I wrote a little program in C that checks if a word of phrase is a palindrome. One function does the checking after calling another function to remove the spaces in a phrase. The app first asks the user to enter a word or phrase. Then it strips out the spaces in a separate function then evaluates the function to see if its a palindrome and return a bool... The printf statements use the original string (or should) but the resulting printf uses the modified string instead. I don't see where is gets it.
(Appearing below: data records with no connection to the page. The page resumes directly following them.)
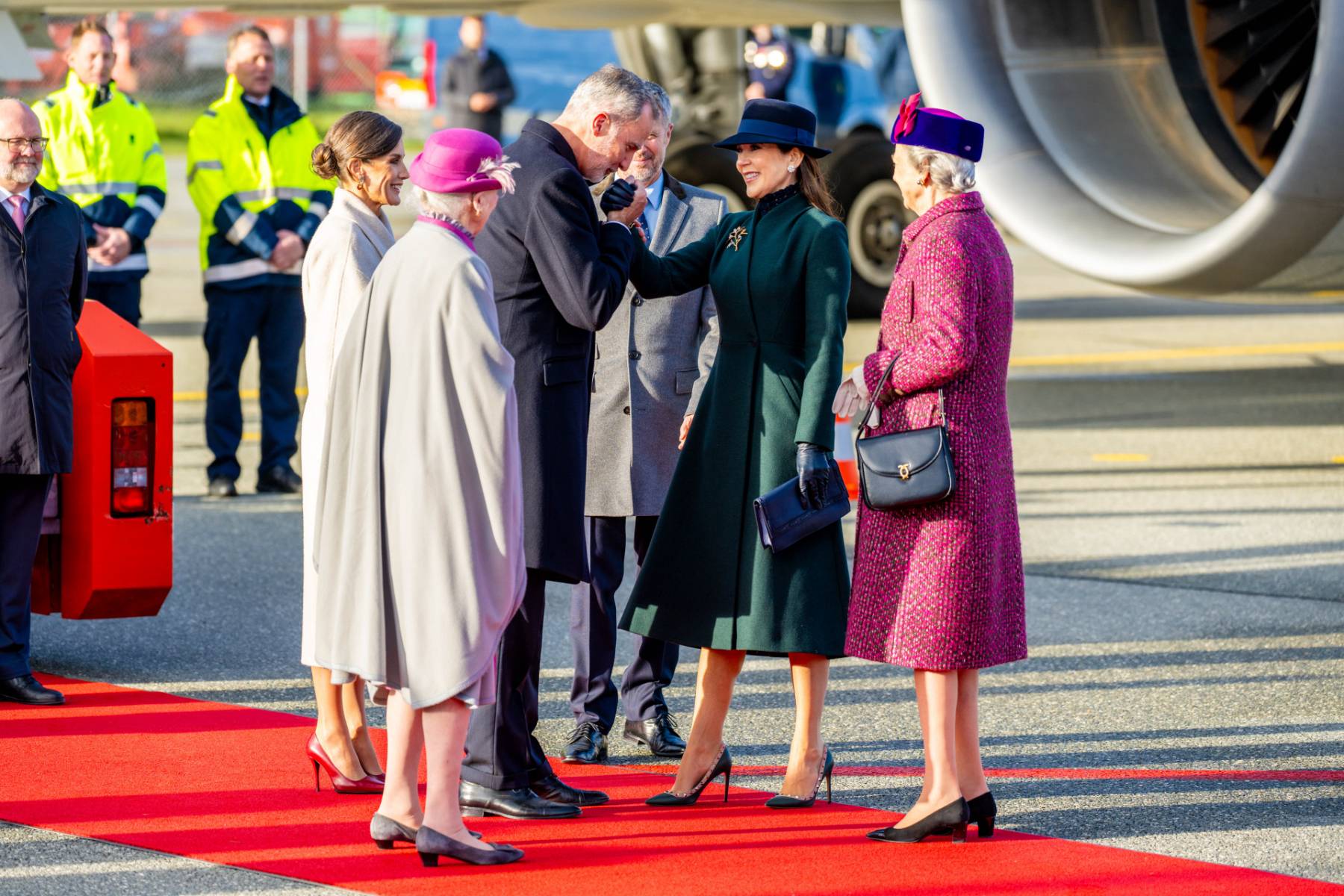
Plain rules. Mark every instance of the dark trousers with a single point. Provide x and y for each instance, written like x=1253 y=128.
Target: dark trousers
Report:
x=500 y=748
x=593 y=633
x=275 y=316
x=22 y=499
x=122 y=299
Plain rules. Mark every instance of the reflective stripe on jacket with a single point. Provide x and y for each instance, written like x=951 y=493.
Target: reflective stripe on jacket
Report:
x=248 y=186
x=105 y=158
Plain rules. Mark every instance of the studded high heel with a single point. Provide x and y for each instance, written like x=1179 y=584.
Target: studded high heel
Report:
x=722 y=766
x=781 y=801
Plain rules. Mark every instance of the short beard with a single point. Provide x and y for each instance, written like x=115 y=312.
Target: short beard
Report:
x=18 y=172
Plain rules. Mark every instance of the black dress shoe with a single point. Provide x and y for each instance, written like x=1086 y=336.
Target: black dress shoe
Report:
x=280 y=480
x=222 y=487
x=558 y=791
x=588 y=744
x=952 y=818
x=26 y=689
x=658 y=734
x=519 y=805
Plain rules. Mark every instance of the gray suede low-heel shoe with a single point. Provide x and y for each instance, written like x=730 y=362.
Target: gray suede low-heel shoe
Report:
x=430 y=845
x=388 y=832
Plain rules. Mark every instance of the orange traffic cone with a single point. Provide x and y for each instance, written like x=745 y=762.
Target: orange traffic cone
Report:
x=844 y=455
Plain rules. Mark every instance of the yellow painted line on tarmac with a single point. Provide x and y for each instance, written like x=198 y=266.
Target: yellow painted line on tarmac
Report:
x=1176 y=354
x=242 y=394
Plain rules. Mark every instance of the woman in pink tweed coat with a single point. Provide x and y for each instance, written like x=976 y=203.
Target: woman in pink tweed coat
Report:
x=939 y=588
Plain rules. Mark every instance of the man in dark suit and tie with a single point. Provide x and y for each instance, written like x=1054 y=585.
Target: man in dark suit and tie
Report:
x=559 y=274
x=43 y=276
x=652 y=363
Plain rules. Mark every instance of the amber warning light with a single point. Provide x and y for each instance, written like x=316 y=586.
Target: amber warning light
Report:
x=132 y=455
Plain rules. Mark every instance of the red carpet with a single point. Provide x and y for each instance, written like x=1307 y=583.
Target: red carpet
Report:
x=230 y=785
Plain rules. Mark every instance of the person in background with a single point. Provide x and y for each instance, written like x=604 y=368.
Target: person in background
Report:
x=652 y=361
x=363 y=152
x=43 y=273
x=781 y=281
x=250 y=176
x=939 y=588
x=769 y=63
x=476 y=85
x=420 y=504
x=105 y=156
x=559 y=276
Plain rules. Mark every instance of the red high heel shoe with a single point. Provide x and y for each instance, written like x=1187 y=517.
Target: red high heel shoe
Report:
x=340 y=783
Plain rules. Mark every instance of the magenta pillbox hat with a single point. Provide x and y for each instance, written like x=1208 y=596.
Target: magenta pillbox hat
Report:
x=937 y=129
x=452 y=161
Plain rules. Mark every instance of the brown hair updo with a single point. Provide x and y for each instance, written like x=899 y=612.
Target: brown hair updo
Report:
x=356 y=134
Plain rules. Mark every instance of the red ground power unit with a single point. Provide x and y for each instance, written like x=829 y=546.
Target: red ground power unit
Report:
x=107 y=544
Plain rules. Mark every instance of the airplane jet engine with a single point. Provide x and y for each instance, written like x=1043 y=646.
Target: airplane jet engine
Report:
x=1189 y=147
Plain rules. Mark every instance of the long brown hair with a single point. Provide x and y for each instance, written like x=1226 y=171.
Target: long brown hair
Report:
x=815 y=188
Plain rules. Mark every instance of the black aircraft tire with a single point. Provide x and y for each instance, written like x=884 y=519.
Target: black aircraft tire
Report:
x=860 y=179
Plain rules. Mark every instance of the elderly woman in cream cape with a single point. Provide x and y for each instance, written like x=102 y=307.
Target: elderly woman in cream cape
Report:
x=420 y=520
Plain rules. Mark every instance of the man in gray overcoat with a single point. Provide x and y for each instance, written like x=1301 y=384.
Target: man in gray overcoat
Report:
x=652 y=361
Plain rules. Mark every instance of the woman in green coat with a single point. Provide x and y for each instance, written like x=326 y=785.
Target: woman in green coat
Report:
x=781 y=280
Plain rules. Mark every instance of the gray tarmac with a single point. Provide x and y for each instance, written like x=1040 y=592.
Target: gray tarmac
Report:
x=1180 y=472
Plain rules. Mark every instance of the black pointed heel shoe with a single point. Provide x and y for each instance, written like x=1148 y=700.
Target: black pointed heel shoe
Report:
x=722 y=766
x=430 y=845
x=953 y=817
x=983 y=812
x=781 y=801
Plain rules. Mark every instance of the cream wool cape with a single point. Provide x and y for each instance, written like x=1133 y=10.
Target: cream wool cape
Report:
x=420 y=504
x=337 y=267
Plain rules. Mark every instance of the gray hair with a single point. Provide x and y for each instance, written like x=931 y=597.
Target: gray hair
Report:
x=951 y=173
x=618 y=93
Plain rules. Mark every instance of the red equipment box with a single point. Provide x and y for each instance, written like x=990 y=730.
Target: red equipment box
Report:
x=109 y=553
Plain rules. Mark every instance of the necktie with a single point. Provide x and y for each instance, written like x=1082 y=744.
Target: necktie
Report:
x=16 y=211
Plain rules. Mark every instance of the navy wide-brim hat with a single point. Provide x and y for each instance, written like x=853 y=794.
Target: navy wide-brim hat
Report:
x=776 y=121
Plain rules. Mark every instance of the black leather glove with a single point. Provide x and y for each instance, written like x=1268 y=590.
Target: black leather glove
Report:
x=813 y=474
x=617 y=196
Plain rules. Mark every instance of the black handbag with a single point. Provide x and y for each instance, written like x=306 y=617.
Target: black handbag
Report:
x=905 y=469
x=783 y=520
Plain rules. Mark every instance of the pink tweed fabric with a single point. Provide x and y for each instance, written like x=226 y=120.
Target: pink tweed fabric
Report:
x=940 y=586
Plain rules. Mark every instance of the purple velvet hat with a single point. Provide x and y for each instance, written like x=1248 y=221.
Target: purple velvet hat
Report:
x=458 y=160
x=937 y=129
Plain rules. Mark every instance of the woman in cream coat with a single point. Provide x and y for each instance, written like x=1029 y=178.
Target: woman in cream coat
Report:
x=364 y=152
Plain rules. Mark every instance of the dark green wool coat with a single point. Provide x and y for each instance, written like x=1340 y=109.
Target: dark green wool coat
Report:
x=781 y=296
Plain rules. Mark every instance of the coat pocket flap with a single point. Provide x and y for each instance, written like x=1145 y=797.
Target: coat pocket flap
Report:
x=902 y=454
x=564 y=370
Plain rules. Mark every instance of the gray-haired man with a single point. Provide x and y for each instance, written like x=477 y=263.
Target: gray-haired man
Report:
x=652 y=361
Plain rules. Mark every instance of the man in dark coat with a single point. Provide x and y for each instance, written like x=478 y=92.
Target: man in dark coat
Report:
x=559 y=276
x=43 y=276
x=477 y=87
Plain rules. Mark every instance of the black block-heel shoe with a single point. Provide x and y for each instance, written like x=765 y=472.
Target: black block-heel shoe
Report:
x=430 y=845
x=952 y=817
x=722 y=766
x=781 y=801
x=388 y=832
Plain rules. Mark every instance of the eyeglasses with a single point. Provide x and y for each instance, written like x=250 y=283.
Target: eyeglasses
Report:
x=37 y=144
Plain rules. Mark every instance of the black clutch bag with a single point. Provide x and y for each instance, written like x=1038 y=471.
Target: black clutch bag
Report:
x=783 y=519
x=905 y=469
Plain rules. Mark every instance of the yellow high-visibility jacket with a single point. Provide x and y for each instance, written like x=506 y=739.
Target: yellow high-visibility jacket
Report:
x=105 y=156
x=249 y=172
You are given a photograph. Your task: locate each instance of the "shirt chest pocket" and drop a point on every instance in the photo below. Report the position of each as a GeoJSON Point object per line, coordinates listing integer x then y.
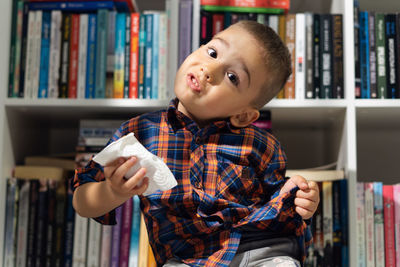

Here is the code:

#include <stdio.h>
#include <stdlib.h>
#include <string.h>
#include <stdbool.h>

bool isPalindrome(char string[]);
char* stripSpaces(char *noSpace);

int main(void)
{
    char usrStr[250];


    printf("Please enter a string and I will check if it is a palindrome...");
    scanf( "%250[^\n]", usrStr);
    
    printf("\n");
    isPalindrome(usrStr) ? printf("\"%s\" is a palindrome", usrStr) : printf("\"%s\" is not a palindrome", usrStr);

    printf("\n");

    return 0;
}

bool isPalindrome(char* string)
{
    char* newStr = stripSpaces(string);
    
    int middle = strlen(newStr) / 2;
    int len = strlen(newStr);

    for(int x = 0; x < middle; x++)
        if(newStr[x] != newStr[len - x - 1])
            return false;  
    // Check first char againse last char - then 2 char against 2nd last char and so on until mismatch found.
    // If no mismatch then the string is a palindrome
    
    return true;
}

char* stripSpaces(char *noSpace)
{
    int length = strlen(noSpace);
    int count = 0;
    for(int idx = 0; idx < length; idx++)
    {
        if(noSpace[idx] != ' ')
        {
            noSpace[count] = noSpace[idx];
            count++;
        }
    }
    noSpace[count] = '\0';

    return noSpace;

}

Any thoughts? Cheers Charles

I tried making usrStr a const to no avail. I expected usrStr to not get modified as it is out of scope in the stripSpaces function.


Solution

  • noSpace is a pointer. If you change a pointer it will change out of scope too.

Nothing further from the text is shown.